Comparisons Using Subqueries

最常见的子查询类别,语法为:

  1. non_subquery_operand comparison_operator (subquery)
  2. comparison_operator = > < >= <= <> != <=> like

例如:

  1. ... WHERE 'a' = (SELECT column1 FROM t1)

注意:目前仅支持子查询在比较运算符的右边。

Subqueries with ANY, ALL, IN/NOT IN, EXISTS/NOT EXISTS

语法:

  1. operand comparison_operator ANY (subquery)
  2. operand comparison_operator ALL (subquery)
  3. operand IN (subquery)
  4. operand NOT IN (subquery)
  5. operand EXISTS (subquery)
  6. operand NOT EXISTS (subquery)
  7. comparison_operator:= > < >= <= <> !=

ANY : 如果子查询返回的任意一行满足 ANY 前的表达式,返回 TRUE,否则返回 FALSE。ALL:如果子查询返回所有行都满足 ALL 前的表达式,返回 TRUE,否则返回 FALSE。IN : IN 在子查询前使用时,与 =ANY 是等价的。例如:

  1. SELECT s1 FROM t1 WHERE s1 = ANY (SELECT s1 FROM t2);
  2. SELECT s1 FROM t1 WHERE s1 IN (SELECT s1 FROM t2);

NOT IN:NOT IN 在子查询前使用时,与 <>ALL 是等价的。例如:

  1. SELECT s1 FROM t1 WHERE s1 <> ALL (SELECT s1 FROM t2);
  2. SELECT s1 FROM t1 WHERE s1 NOT IN (SELECT s1 FROM t2);

EXISTS/NOT EXISTS:如果子查询返回任意行,EXISTS 子查询结果为 TRUE,NOT EXISTS 子查询结果为 FALSE。如果返回为空,则结果反过来。例如:

  1. SELECT column1 FROM t1 WHERE EXISTS (SELECT * FROM t2);

如果子查询中包含任意行,即使只包含 NULL 的行值,WHERE 条件也会返回 TRUE。

Row Subqueries

Row Subqueries 支持以下表达式:

  1. = > < >= <= <> != <=>

例如:

  1. SELECT * FROM t1
  2. WHERE (col1,col2) = (SELECT col3, col4 FROM t2 WHERE id = 10);
  3. SELECT * FROM t1
  4. WHERE ROW(col1,col2) = (SELECT col3, col4 FROM t2 WHERE id = 10);

以上两个 SQL 是等价的。只有满足以下条件时,t1 表的数据行才会返回:

  • 子查询 (SELECT col3, col4 FROM t2 WHERE id = 10 ) 返回的仅有一行记录。返回多行会报错。
  • 子查询返回的 col3, col4 与主表的 col1, col2 相等。

Correlated Subqueries

Correlated Subqueries 是指子查询中包含对外层查询表的引用。例如:

  1. SELECT * FROM t1
  2. WHERE column1 = ANY (SELECT column1 FROM t2
  3. WHERE t2.column2 = t1.column2);

示例 SQL 子查询中并没有包含 t1 表及其列名 column2,此时会向上一层寻找 t1 表的引用。

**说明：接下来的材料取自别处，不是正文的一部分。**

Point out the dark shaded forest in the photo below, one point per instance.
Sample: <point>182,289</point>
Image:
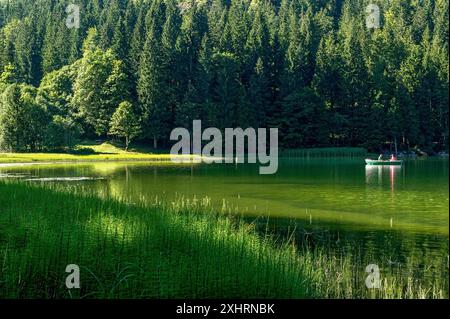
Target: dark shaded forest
<point>138,69</point>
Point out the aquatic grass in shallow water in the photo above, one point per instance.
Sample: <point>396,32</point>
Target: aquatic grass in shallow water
<point>178,249</point>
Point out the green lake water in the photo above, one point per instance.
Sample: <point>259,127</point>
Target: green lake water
<point>393,214</point>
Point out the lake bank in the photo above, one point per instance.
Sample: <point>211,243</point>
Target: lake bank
<point>169,250</point>
<point>107,152</point>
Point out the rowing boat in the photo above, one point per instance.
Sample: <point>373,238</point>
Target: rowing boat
<point>384,163</point>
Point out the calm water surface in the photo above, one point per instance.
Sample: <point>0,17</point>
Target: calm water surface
<point>395,212</point>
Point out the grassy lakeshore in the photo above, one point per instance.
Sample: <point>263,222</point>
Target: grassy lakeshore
<point>180,249</point>
<point>97,152</point>
<point>87,152</point>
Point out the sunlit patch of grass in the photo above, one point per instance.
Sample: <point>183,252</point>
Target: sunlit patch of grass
<point>179,249</point>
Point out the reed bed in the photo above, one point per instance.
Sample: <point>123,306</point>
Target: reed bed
<point>179,249</point>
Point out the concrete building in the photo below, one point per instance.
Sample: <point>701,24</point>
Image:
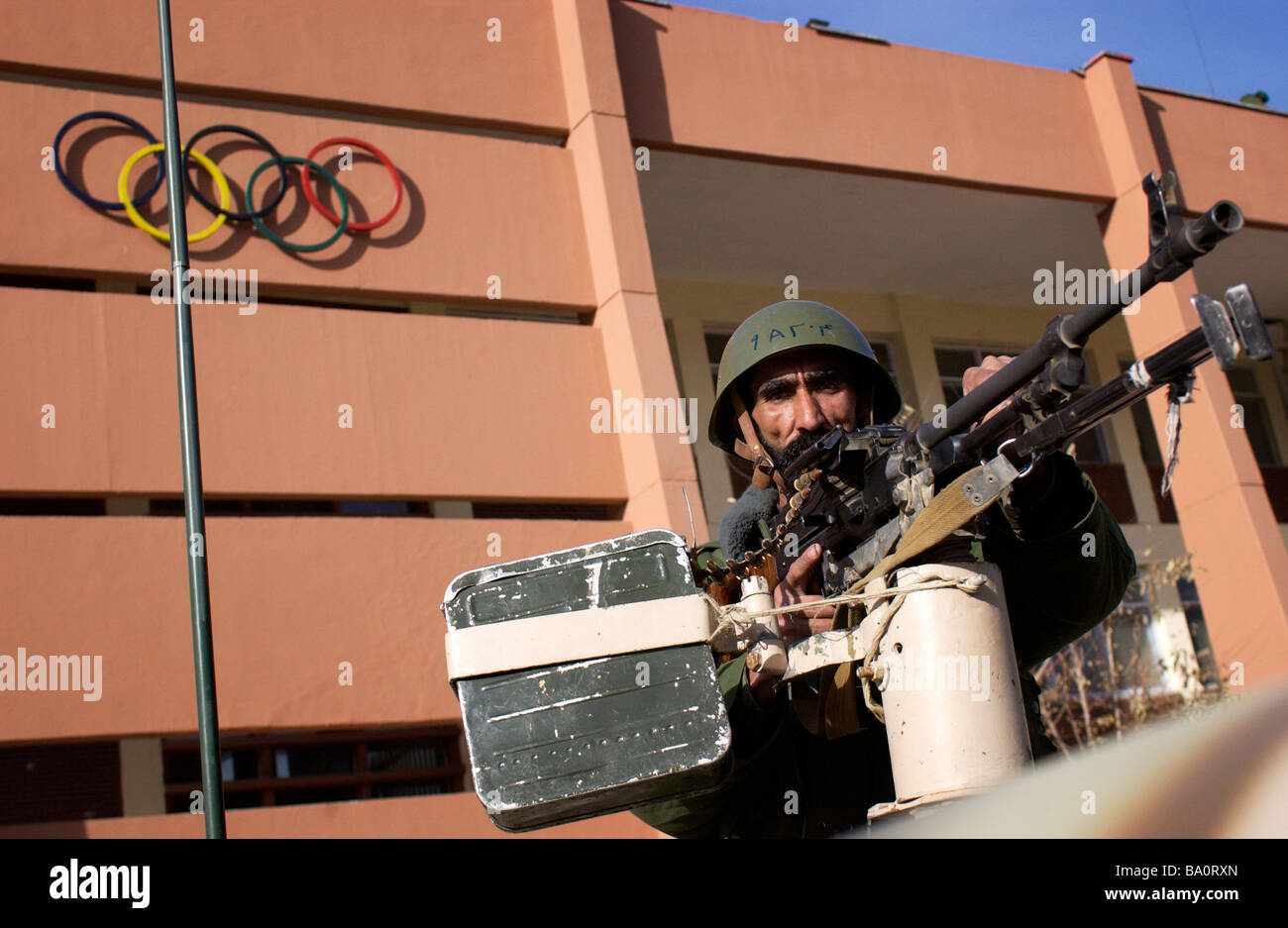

注意:将 Correlated Subqueries 改写为 JOIN 有可能会提高其性能。

Derived Tables (Subqueries in the FROM Clause)

Derived Tables 是指在 FROM 子句中的子查询:

  1. SELECT ... FROM (subquery) [AS] tbl_name ...

例如:

  1. CREATE TABLE t1 (s1 INT, s2 CHAR(5), s3 FLOAT);
  2. INSERT INTO t1 VALUES (1,'1',1.0);
  3. INSERT INTO t1 VALUES (2,'2',2.0);
  4. SELECT sb1,sb2,sb3
  5. FROM (SELECT s1 AS sb1, s2 AS sb2, s3*2 AS sb3 FROM t1) AS sb
  6. WHERE sb1 > 1;

查询的结果为:2, '2', 4

从场景举例:假如现在需要分组数据 SUM 后的平均值,直接使用以下 SQL 无法得到想要的结果。

  1. SELECT AVG(SUM(column1)) FROM t1 GROUP BY column1;

此时可使用 Derived Tables 拿到需要的信息:

  1. SELECT AVG(sum_column1)
  2. FROM (SELECT SUM(column1) AS sum_column1
  3. FROM t1 GROUP BY column1) AS t1;

注意:

  • Derived Tables 必须拥有一个别名
  • Derived Tables 可以返回一个标量,列,行或表
  • Derived Tables 不可以成为 Correlated Subqueries,即不能包含子查询外部表的引用。